Providência was formed in 1897 when veterans of the bloody Canudos war in Brazil’s northeast were promised land in Rio de Janeiro, which was then the federal capital. Upon arriving, they found no such land available. After squatting in front of the Ministry of War, the soldiers were moved to a nearby hill belonging to a colonel, though they were given no title to the land. Originally named “Morro da Favela” after the spiny favela plant typical of the Canudos hills where soldiers had spent many nights, Providência grew during the early 20th century as freed slaves joined the soldiers. New European migrants came as well, as it was the only affordable way to live near work in the city’s center and port.

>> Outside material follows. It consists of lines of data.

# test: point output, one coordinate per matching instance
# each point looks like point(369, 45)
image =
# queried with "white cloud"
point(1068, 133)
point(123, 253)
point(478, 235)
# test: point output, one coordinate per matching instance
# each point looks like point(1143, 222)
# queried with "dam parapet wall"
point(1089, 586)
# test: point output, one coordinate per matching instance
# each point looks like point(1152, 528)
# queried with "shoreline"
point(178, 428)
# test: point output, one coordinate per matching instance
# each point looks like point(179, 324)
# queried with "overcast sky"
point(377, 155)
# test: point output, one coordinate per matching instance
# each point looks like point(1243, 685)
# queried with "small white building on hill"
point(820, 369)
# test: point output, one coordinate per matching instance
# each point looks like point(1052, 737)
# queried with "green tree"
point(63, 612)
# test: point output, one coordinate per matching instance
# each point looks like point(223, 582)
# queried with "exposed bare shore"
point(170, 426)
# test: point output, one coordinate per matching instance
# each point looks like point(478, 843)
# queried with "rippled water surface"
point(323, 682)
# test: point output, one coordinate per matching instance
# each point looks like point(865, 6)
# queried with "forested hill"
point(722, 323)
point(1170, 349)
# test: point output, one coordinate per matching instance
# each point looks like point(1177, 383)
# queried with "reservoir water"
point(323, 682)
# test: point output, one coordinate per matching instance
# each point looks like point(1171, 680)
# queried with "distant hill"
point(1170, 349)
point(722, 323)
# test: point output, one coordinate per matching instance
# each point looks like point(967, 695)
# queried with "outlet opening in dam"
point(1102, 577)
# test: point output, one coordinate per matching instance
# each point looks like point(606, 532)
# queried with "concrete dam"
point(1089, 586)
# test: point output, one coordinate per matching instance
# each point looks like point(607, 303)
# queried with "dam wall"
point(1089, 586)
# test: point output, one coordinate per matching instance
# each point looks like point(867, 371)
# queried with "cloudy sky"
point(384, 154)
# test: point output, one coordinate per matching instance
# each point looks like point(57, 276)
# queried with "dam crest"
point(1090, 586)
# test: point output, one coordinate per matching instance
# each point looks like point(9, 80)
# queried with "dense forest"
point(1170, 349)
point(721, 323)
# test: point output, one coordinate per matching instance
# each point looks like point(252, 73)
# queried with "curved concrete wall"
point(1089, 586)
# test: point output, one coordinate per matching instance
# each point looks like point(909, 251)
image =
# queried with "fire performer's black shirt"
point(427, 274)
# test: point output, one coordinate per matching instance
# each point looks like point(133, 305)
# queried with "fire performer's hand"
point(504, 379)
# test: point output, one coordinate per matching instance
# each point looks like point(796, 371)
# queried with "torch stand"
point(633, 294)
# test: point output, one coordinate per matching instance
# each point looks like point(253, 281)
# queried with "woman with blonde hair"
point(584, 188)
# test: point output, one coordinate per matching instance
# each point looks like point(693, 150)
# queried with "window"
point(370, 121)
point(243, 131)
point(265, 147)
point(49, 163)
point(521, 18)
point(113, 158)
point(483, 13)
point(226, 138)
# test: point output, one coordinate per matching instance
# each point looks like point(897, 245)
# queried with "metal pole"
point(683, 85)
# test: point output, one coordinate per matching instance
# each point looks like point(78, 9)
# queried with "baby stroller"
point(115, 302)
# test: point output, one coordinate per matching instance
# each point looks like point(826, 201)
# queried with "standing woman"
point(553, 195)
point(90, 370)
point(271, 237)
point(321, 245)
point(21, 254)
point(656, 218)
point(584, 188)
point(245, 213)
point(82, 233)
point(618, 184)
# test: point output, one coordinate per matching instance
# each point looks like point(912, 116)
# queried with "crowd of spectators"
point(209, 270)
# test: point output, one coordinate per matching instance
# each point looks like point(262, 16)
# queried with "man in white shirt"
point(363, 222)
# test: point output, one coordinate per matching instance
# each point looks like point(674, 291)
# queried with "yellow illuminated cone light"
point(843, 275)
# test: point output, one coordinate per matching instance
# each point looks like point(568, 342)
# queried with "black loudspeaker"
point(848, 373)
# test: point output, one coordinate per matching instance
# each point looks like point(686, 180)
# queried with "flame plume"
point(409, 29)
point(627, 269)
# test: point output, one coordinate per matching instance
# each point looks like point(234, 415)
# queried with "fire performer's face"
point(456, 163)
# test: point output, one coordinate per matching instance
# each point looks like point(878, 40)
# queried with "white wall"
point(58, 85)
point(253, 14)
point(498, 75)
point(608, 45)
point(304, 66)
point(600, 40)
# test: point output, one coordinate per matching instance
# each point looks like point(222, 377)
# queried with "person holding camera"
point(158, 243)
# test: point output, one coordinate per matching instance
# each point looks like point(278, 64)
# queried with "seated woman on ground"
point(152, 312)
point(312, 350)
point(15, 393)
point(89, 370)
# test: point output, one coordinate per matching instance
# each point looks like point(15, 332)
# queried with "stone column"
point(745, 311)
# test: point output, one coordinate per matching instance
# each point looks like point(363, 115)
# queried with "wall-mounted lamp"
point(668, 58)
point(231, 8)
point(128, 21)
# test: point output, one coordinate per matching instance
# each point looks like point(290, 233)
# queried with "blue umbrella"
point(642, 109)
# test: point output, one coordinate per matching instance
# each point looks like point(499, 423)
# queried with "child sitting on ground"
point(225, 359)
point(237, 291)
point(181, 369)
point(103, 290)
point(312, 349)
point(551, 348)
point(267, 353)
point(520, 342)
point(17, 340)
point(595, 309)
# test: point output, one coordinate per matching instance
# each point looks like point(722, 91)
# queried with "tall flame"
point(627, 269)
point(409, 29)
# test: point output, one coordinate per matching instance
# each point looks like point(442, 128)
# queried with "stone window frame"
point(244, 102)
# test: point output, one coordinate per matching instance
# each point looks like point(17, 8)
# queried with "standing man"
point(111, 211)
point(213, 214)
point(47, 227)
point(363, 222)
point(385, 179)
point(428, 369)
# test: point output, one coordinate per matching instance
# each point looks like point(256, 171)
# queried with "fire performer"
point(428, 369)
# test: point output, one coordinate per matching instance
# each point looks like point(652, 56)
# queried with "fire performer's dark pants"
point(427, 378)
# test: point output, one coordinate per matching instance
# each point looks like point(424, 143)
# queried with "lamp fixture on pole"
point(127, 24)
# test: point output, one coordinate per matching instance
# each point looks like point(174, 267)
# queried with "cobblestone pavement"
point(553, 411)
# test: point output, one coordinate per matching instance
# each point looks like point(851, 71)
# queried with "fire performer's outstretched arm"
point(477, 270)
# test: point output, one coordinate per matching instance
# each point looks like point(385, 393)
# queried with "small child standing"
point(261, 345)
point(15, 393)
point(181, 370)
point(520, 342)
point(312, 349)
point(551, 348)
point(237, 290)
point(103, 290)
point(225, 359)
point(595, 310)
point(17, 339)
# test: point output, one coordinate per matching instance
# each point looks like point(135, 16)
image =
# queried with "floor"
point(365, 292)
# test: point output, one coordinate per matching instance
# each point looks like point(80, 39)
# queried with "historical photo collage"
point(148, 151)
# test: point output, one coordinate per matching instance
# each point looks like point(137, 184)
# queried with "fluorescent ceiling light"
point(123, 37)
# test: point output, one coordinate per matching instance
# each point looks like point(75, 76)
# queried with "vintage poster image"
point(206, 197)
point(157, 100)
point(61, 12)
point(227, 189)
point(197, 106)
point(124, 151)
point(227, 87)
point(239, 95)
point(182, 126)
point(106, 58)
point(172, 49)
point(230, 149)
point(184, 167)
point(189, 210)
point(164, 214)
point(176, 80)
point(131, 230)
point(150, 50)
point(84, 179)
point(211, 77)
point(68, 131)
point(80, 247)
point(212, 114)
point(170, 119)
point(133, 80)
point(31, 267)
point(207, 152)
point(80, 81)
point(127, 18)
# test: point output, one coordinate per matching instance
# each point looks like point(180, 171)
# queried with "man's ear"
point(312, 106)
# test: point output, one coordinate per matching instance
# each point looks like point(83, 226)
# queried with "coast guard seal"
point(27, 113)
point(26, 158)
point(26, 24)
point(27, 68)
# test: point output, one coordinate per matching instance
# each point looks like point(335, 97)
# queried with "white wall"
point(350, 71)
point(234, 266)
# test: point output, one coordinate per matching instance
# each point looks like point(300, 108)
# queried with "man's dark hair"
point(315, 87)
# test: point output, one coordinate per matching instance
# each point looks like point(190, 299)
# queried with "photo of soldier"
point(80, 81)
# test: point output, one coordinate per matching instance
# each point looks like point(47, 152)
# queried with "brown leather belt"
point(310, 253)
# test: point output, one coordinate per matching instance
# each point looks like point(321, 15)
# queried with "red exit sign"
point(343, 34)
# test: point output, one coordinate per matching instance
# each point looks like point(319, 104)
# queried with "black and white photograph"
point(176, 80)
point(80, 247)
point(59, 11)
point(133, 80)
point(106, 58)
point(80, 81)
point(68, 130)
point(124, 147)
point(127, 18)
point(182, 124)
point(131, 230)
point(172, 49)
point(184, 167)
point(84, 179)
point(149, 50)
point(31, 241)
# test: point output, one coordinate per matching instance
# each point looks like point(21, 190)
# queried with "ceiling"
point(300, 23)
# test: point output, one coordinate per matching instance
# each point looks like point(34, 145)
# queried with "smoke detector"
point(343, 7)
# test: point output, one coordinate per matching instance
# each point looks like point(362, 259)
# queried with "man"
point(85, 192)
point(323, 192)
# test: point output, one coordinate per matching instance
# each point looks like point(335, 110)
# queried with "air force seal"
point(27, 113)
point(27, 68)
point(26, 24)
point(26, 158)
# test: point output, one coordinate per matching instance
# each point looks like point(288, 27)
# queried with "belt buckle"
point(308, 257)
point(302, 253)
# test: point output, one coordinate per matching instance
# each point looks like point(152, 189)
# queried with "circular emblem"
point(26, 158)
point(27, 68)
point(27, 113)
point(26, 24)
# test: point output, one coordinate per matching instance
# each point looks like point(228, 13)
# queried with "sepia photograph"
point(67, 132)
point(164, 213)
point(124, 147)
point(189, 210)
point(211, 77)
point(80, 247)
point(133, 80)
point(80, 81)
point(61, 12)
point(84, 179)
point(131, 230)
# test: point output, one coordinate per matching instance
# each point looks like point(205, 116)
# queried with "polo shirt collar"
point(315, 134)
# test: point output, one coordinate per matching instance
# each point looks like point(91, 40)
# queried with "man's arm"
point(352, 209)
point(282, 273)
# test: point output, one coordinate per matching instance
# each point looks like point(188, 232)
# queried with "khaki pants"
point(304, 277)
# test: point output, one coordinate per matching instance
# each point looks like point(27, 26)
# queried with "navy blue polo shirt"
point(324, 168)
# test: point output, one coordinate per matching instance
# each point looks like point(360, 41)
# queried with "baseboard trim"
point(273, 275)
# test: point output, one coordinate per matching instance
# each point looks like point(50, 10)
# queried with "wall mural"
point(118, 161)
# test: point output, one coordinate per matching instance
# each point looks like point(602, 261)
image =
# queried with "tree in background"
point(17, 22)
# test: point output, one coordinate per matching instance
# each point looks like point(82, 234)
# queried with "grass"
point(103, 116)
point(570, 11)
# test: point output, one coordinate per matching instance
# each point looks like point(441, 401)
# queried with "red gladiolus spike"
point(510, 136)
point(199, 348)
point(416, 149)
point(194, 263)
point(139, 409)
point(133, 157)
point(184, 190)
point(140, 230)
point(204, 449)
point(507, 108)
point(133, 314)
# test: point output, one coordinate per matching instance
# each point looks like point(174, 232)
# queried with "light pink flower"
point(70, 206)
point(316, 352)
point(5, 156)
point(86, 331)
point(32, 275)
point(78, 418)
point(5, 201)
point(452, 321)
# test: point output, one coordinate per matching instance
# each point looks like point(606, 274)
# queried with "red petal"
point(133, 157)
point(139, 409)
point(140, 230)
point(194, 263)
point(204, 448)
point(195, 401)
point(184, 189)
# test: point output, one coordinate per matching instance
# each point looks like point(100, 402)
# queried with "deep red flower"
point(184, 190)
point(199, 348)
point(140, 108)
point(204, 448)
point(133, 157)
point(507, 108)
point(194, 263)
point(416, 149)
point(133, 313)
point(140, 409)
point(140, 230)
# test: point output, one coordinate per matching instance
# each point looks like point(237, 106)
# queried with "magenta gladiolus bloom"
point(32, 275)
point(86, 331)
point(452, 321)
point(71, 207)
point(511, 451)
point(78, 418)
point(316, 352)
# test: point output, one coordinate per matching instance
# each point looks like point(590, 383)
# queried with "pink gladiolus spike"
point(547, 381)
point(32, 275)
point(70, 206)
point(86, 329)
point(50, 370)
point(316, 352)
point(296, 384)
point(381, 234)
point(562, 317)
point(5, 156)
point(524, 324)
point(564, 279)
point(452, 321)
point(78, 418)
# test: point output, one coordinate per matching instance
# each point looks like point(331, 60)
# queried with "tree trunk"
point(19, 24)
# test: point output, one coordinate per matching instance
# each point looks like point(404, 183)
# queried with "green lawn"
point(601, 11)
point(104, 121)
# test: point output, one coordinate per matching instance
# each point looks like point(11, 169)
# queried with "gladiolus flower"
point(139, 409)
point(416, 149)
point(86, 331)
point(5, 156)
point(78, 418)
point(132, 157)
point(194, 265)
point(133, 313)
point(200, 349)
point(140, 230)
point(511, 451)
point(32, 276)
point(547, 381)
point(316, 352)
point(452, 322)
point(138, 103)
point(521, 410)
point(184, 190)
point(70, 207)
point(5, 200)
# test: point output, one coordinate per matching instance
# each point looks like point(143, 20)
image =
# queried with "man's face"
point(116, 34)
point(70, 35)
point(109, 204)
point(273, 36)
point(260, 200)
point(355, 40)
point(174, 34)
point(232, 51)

Overlooking the site where hundreds of thousands of African slaves first entered Brazil, Providência is part of one of the most important cultural sites in Afro-Brazilian history, where the first commercial sambas were composed, traditions like capoeira and candomblé flourished and Rio’s Quilombo Pedra do Sal was founded. Today 60 percent of its residents are Afro-Brazilian.
In all honesty, I’m not much enamored of the argument that Providência should be protected because of its historical significance. Williamson and Hora’s worry is a bit too close to the concerns expressed during the Iraq War about the looting of the museums while a government was overthrown and hundreds were dying in the streets.
But Williamson and Hora do make another argument, which does raise alarms.
If Rio succeeds in disfiguring and dismantling its most historic favela, the path will be open to further destruction throughout the city’s hundreds of others. The economic, social and psychological impacts of evictions are dire: families moved into isolated units where they lose access to the enormous economic and social benefits of community cooperation, proximity to work and existing social networks — not to mention generations’ worth of investments made in their homes.
Rio is becoming a playground for the rich.
That’s the ugly side of the preparations for the World Cup and the Olympics. The poorest residents of Rio de Janeiro are being pushed aside—by bulldozers and militarized operations—in order to pave the way for investments only a few Brazilian and foreigners at the top will benefit from.
They are the ones being provided for.